Zitierlink: http://hdl.handle.net/11858/00-001M-0000-0013-BC4E-7
Zusammenfassung
We propose a two-stage learning method which implements occluded visual scene analysis into a generative model, a type of hierarchical neural network with bi-directional synaptic connections. Here, top-down connections simulate forward optics to generate predictions for sensory driven low-level representation, whereas bottom-up connections function to send the prediction error, the difference between the sensory based and the predicted low-level representation, to higher areas. The prediction error is then used to update the high-level representation to obtain better agreement with the visual scene.
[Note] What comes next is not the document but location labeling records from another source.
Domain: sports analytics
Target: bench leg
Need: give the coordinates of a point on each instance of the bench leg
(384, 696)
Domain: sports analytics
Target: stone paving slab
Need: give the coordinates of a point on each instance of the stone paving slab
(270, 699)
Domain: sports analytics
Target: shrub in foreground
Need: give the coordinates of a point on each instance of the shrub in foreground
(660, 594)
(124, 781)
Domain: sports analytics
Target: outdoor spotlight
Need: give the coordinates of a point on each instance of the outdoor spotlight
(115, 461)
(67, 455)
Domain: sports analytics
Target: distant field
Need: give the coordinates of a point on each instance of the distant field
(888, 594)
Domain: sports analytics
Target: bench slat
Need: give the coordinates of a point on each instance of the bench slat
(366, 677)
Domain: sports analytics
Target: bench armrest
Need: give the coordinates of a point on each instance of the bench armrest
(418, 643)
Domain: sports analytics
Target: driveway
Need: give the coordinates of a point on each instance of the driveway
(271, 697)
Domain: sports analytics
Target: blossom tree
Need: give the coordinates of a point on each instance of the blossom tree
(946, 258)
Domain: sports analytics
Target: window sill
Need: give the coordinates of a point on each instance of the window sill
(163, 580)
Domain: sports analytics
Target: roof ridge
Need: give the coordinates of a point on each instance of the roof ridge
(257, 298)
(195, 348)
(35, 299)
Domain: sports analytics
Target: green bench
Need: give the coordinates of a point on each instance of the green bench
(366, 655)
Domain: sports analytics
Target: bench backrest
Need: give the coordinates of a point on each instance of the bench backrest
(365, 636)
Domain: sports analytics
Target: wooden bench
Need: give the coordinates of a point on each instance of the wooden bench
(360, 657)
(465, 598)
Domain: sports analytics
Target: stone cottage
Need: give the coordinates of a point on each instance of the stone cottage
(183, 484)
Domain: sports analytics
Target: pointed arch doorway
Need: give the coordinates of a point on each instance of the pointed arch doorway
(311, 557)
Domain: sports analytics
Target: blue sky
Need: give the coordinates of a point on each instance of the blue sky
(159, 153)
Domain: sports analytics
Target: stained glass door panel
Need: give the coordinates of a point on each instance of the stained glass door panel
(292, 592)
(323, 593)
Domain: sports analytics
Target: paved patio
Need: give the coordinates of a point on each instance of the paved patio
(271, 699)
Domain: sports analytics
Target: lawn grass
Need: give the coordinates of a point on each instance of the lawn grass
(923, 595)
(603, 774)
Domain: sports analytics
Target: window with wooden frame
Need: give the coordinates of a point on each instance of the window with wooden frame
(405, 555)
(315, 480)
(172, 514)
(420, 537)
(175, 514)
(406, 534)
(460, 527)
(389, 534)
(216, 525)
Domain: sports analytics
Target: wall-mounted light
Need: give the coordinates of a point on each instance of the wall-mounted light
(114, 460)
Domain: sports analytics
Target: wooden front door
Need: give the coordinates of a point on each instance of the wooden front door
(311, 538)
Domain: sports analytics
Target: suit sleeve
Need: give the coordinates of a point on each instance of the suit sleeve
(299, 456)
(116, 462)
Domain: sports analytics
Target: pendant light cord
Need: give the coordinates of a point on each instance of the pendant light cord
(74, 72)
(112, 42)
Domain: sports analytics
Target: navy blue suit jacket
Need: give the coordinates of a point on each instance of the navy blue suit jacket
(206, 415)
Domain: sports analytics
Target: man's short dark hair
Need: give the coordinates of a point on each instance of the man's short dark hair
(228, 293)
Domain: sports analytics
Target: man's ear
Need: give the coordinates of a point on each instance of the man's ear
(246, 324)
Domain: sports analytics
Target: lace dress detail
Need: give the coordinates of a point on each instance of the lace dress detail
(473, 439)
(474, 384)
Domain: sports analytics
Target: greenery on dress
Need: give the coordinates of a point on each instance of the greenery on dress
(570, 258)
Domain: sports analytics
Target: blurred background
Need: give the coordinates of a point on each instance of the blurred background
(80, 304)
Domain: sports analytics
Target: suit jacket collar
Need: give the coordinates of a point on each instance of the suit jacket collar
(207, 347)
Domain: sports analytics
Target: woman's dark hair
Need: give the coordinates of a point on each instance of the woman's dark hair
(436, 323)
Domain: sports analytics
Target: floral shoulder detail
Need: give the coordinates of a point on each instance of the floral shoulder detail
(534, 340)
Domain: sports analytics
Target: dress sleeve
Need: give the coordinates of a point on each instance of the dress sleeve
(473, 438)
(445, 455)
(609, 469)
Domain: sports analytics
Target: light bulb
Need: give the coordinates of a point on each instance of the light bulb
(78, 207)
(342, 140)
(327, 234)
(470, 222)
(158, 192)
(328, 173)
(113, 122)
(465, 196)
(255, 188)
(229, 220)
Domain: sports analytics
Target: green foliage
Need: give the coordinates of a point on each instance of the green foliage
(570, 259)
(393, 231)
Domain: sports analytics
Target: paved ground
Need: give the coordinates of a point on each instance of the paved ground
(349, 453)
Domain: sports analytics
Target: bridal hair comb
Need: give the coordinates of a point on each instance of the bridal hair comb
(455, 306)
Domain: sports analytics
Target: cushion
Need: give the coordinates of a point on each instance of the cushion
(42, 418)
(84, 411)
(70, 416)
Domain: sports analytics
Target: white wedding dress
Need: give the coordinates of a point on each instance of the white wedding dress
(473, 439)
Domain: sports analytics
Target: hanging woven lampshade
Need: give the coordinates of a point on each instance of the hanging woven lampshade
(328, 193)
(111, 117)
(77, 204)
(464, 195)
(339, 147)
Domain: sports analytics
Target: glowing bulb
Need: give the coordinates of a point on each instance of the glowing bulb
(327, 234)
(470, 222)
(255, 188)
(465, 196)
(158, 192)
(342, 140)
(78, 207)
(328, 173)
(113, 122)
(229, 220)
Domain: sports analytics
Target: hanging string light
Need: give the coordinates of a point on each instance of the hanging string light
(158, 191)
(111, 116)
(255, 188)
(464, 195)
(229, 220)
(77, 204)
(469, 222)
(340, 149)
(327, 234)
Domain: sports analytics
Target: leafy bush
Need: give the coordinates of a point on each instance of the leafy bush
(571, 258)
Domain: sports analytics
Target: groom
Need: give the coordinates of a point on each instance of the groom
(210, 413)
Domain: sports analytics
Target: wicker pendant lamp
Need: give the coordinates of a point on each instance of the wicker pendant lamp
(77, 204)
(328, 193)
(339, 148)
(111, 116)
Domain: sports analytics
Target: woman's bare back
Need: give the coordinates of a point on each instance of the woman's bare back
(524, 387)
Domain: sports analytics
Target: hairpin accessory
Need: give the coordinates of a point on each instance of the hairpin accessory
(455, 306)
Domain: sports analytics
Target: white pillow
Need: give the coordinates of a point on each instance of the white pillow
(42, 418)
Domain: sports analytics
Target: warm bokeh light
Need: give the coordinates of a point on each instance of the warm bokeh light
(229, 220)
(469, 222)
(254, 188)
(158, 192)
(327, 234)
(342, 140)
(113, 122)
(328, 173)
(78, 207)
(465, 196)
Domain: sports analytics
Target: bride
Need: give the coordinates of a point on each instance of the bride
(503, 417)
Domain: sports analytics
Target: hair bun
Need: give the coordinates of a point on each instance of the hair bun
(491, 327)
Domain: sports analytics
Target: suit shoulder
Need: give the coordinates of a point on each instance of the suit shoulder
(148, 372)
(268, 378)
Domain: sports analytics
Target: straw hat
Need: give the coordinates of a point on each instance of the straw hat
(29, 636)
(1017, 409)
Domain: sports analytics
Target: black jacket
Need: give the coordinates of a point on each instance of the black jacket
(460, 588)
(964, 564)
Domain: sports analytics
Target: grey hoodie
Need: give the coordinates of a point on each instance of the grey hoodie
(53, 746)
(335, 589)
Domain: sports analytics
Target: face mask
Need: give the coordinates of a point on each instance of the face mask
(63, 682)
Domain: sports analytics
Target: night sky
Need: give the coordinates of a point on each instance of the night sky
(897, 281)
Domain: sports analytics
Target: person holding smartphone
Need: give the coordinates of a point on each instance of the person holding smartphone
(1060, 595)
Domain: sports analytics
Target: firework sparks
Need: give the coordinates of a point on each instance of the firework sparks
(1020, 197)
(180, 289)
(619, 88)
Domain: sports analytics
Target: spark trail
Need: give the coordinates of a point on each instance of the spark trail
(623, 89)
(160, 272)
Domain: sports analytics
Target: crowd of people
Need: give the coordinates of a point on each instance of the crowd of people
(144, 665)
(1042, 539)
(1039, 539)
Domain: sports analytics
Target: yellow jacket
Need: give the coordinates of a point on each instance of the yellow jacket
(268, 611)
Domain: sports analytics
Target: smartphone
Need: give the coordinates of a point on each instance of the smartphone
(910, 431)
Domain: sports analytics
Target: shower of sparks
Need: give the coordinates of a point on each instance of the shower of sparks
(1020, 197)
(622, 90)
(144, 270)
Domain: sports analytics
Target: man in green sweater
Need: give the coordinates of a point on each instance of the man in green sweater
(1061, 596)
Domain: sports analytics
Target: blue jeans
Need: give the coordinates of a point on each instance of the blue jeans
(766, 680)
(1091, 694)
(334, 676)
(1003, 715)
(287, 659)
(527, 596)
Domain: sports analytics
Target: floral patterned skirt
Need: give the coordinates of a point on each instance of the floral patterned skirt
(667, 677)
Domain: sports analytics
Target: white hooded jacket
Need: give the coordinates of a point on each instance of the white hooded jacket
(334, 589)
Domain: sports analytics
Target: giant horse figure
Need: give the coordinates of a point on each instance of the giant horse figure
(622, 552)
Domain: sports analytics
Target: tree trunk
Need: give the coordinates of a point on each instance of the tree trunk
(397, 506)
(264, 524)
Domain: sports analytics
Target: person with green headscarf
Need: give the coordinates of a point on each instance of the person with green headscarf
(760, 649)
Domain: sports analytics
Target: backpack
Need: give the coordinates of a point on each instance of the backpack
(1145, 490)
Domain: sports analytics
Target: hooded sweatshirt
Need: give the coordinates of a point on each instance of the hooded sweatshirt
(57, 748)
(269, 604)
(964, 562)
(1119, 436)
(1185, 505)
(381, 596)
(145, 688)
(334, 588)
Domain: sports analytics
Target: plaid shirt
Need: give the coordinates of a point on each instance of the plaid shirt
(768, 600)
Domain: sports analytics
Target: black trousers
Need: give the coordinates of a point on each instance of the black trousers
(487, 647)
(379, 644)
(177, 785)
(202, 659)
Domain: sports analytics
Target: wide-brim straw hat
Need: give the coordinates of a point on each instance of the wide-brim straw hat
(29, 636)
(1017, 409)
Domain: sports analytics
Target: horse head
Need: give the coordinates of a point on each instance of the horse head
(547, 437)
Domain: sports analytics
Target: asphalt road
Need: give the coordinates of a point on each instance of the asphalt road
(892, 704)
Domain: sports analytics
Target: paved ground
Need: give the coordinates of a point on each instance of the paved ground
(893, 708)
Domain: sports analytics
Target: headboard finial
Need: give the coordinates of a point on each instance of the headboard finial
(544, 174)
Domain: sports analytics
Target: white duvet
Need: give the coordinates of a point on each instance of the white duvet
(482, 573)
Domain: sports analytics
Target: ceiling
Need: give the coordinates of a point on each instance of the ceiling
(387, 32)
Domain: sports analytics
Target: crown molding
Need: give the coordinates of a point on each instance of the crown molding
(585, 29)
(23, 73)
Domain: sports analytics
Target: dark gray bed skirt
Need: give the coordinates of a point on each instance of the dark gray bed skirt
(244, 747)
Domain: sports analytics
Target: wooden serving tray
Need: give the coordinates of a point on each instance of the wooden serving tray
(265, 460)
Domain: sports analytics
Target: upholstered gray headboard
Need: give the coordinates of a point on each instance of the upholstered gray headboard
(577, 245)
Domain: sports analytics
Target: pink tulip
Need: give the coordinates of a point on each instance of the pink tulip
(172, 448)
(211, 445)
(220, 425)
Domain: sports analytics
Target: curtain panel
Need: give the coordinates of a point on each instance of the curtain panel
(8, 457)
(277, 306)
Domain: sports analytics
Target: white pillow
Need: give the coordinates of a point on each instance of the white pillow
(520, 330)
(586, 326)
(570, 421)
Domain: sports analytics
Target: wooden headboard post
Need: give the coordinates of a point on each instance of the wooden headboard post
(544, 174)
Although the actual forward optics is highly nonlinear and the accuracy of simulated forward optics is crucial for these types of models, the majority of previous studies have only investigated linear and simplified cases of forward optics. Here we take occluded vision as an example of nonlinear forward optics, where an object in front completely masks out the object behind. We propose a two-staged learning method inspired by the staged development of infant visual capacity. In the primary learning stage, a minimal set of object basis is acquired within a linear generative model using the conventional unsupervised learning scheme. In the secondary learning stage, an auxiliary multi-layer neural network is trained to acquire nonlinear forward optics by supervised learning. The important point is that the high-level representation of the linear generative model serves as the input and the sensory driven low-level representation provides the desired output. Numerical simulations show that occluded visual scene analysis can indeed be implemented by the proposed method. Furthermore, considering the format of input to the multi-layer network and analysis of hidden-layer units leads to the prediction that whole object representation of partially occluded objects, together with complex intermediate representation as a consequence of nonlinear transformation from non-occluded to occluded representation may exist in the low-level visual system of the brain.